From mboxrd@z Thu Jan  1 00:00:00 1970
Received: from mailman by lists.gnu.org with tmda-scanned (Exim 4.43)
	id 1JysQ3-0003DH-GQ
	for qemu-devel@nongnu.org; Wed, 21 May 2008 13:48:07 -0400
Received: from exim by lists.gnu.org with spam-scanned (Exim 4.43)
	id 1JysQ1-0003D0-G1
	for qemu-devel@nongnu.org; Wed, 21 May 2008 13:48:06 -0400
Received: from [199.232.76.173] (port=57320 helo=monty-python.gnu.org)
	by lists.gnu.org with esmtp (Exim 4.43) id 1JysQ1-0003Cw-9g
	for qemu-devel@nongnu.org; Wed, 21 May 2008 13:48:05 -0400
Received: from host36-195-149-62.serverdedicati.aruba.it
	([62.149.195.36]:58586 helo=mx.cpushare.com)
	by monty-python.gnu.org with esmtps
	(TLS-1.0:DHE_RSA_AES_256_CBC_SHA1:32) (Exim 4.60)
	(envelope-from <andrea@qumranet.com>) id 1JysQ0-0005Qp-T5
	for qemu-devel@nongnu.org; Wed, 21 May 2008 13:48:05 -0400
Date: Wed, 21 May 2008 19:47:54 +0200
From: Andrea Arcangeli <andrea@qumranet.com>
Subject: Re: [Qemu-devel] Re: [PATCH][v2] Align file accesses with cache=off
	(O_DIRECT)
Message-ID: <20080521174754.GG22488@duo.random>
References: <483429EB.7070705@codemonkey.ws> <48342F05.2090603@qumranet.com>
	<48343106.4070801@codemonkey.ws> <48343844.1050107@qumranet.com>
	<20080521153454.GB20527@shareable.org>
	<48344793.2020902@codemonkey.ws>
	<20080521162406.GA21501@shareable.org>
	<48345258.9040004@qumranet.com> <20080521170129.GF22488@duo.random>
	<48345949.4050903@qumranet.com>
MIME-Version: 1.0
Content-Type: text/plain; charset=us-ascii
Content-Disposition: inline
In-Reply-To: <48345949.4050903@qumranet.com>
Reply-To: qemu-devel@nongnu.org
List-Id: qemu-devel.nongnu.org
List-Unsubscribe: <http://lists.nongnu.org/mailman/listinfo/qemu-devel>,
	<mailto:qemu-devel-request@nongnu.org?subject=unsubscribe>
List-Archive: <http://lists.gnu.org/pipermail/qemu-devel>
List-Post: <mailto:qemu-devel@nongnu.org>
List-Help: <mailto:qemu-devel-request@nongnu.org?subject=help>
List-Subscribe: <http://lists.nongnu.org/mailman/listinfo/qemu-devel>,
	<mailto:qemu-devel-request@nongnu.org?subject=subscribe>
To: Avi Kivity <avi@qumranet.com>
Cc: Blue Swirl <blauwirbel@gmail.com>, Laurent Vivier <Laurent.Vivier@bull.net>, qemu-devel@nongnu.org, Paul Brook <paul@codesourcery.com>

On Wed, May 21, 2008 at 08:18:01PM +0300, Avi Kivity wrote:
> Yes, that's the reason.  Here zerocopy is not the motivation; instead, we 
> have host-cached pages that are used directly in the guest.  So we get both 
> reduced memory footprint, and host caching.  O_DIRECT reduces the memory 
> footprint but kills host caching.

Sure.
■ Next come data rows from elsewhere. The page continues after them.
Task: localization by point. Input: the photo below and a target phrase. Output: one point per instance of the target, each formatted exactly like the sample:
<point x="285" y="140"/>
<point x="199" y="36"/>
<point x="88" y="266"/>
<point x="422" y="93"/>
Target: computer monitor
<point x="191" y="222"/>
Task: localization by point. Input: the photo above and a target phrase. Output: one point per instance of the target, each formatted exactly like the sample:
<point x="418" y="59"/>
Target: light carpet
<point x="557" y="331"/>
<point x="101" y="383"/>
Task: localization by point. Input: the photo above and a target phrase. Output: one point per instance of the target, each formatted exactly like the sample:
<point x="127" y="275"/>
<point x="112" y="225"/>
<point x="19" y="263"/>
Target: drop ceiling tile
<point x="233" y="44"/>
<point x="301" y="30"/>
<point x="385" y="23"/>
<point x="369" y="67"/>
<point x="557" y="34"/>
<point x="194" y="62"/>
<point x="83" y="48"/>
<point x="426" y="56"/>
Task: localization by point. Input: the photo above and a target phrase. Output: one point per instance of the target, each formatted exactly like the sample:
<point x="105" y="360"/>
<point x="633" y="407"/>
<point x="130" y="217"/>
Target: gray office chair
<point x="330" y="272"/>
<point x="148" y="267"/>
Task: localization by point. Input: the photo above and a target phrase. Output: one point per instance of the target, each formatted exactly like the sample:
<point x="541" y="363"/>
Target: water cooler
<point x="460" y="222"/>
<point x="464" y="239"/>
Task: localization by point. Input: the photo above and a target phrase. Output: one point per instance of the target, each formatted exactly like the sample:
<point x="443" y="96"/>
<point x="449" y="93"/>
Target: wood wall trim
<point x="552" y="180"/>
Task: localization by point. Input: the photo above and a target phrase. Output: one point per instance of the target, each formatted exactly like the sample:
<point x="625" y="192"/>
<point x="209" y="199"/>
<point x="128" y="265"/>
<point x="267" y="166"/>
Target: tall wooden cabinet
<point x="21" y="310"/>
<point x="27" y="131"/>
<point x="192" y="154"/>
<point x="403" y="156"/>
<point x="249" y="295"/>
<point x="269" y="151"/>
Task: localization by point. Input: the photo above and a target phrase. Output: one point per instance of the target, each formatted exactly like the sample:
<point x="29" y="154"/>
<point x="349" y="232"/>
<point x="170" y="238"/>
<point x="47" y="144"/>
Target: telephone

So MAP_SHARED+remap_file_pages should work just fine to achieve
zerocopy I/O.

> The scenario is desktop/laptop use.  For server use O_DIRECT is clearly 
> preferred due to much reduced overhead.

Well in some ways there's more overhead with O_DIRECT because O_DIRECT
has to call get_user_pages and walk pagetables in software before
every I/O operation. MAP_SHARED walks them in hardware and it can take
advantage of the CPU tlb too.

The primary problem of MAP_SHARED isn't the overhead of the operation
itself that infact will be lower with MAP_SHARED after the cache is
allocated, but the write throttling and garbage collection of the host
caches. If you've a 250G guest image, MAP_SHARED will allocate as much
as 250G of cache and a cp /dev/zero /dev/hdb in the guest will mark
100% of guest RAM dirty. The mkclean methods and write throttling for
MAP_SHARED introduced in reasonably recent kernels can avoid filling
100% of host ram with dirty pages, but it still requires write
throttling and it'll pollute the host caches and it can result in
large ram allocations in the host having to block before the ram is
available, the same way as buffered writes in the host (current KVM
default).

I think O_DIRECT is the best solution and MAP_SHARED could become a
secondary option just for certain guest workloads with light I/O where
fairness isn't even a variable worth considering.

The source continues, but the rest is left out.